2,5 Jahre in türkischer Haft: Holländer wird von den Behörden vergessen

Seit rund zweieinhalb Jahren sitzt ein niederländischer Staatsbürger in einem türkischen Gefängnis. Nach wie vor wartet er auf eine Entscheidung der Behörden. Fast scheint es, als seien seine Akten untergegangen. Doch tatsächlich arbeiten die Mühlen der Justiz offenbar nur erschreckend langsam.

Bereits im Jahr 2011 wurde der Holländer Jamal S. am Istanbuler Atatürk Flughafen festgenommen. Zugrunde lag damals ein Haftbefehl gegen ihn wegen einer Straftat, die er mit 17 Jahren begangen haben soll. Der junge Mann, der eigentlich gerade in die Niederlande zurückkehren wollte, wurde in Gewahrsam genommen. Und dort sitzt er bis heute.

Ursprünglich sollte er nur „vorübergehend“ in einem türkischen Gefängnis sitzen und dann nach Holland abgeschoben werden, berichtet die türkische Zeitung Hürriyet.
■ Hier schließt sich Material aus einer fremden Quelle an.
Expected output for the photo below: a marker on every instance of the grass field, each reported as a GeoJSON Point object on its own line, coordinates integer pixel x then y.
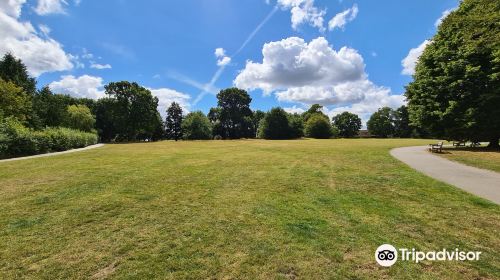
{"type": "Point", "coordinates": [305, 209]}
{"type": "Point", "coordinates": [477, 157]}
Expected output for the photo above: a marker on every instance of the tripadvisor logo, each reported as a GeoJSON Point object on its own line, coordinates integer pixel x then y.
{"type": "Point", "coordinates": [387, 255]}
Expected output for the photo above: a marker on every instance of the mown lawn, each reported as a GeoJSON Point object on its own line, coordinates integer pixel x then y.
{"type": "Point", "coordinates": [305, 209]}
{"type": "Point", "coordinates": [480, 157]}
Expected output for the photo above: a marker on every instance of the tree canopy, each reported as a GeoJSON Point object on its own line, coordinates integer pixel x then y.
{"type": "Point", "coordinates": [318, 126]}
{"type": "Point", "coordinates": [196, 126]}
{"type": "Point", "coordinates": [233, 115]}
{"type": "Point", "coordinates": [380, 123]}
{"type": "Point", "coordinates": [456, 89]}
{"type": "Point", "coordinates": [173, 122]}
{"type": "Point", "coordinates": [348, 124]}
{"type": "Point", "coordinates": [79, 117]}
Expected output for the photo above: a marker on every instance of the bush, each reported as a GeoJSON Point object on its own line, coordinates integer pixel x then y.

Nun sitzt er jedoch nach wie vor im Maltepe Gefängnis in Istanbul ein. Der Grund: Die Entscheidung muss noch vom Kabinett unterzeichnet werden.
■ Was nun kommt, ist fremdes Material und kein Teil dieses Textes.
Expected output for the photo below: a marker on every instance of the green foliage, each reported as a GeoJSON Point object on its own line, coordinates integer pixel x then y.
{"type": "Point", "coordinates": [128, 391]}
In den Augen von Jamal S. ist das ein unhaltbarer Zustand. In einem Brief hat er sich bereits an die türkischen Medien gewandt. Darin merkt er an, dass man ihn maximal sechs Monate hätte festhalten dürfen und dann hätte abschieben müssen. Auch das Verfassungsgericht rief er an.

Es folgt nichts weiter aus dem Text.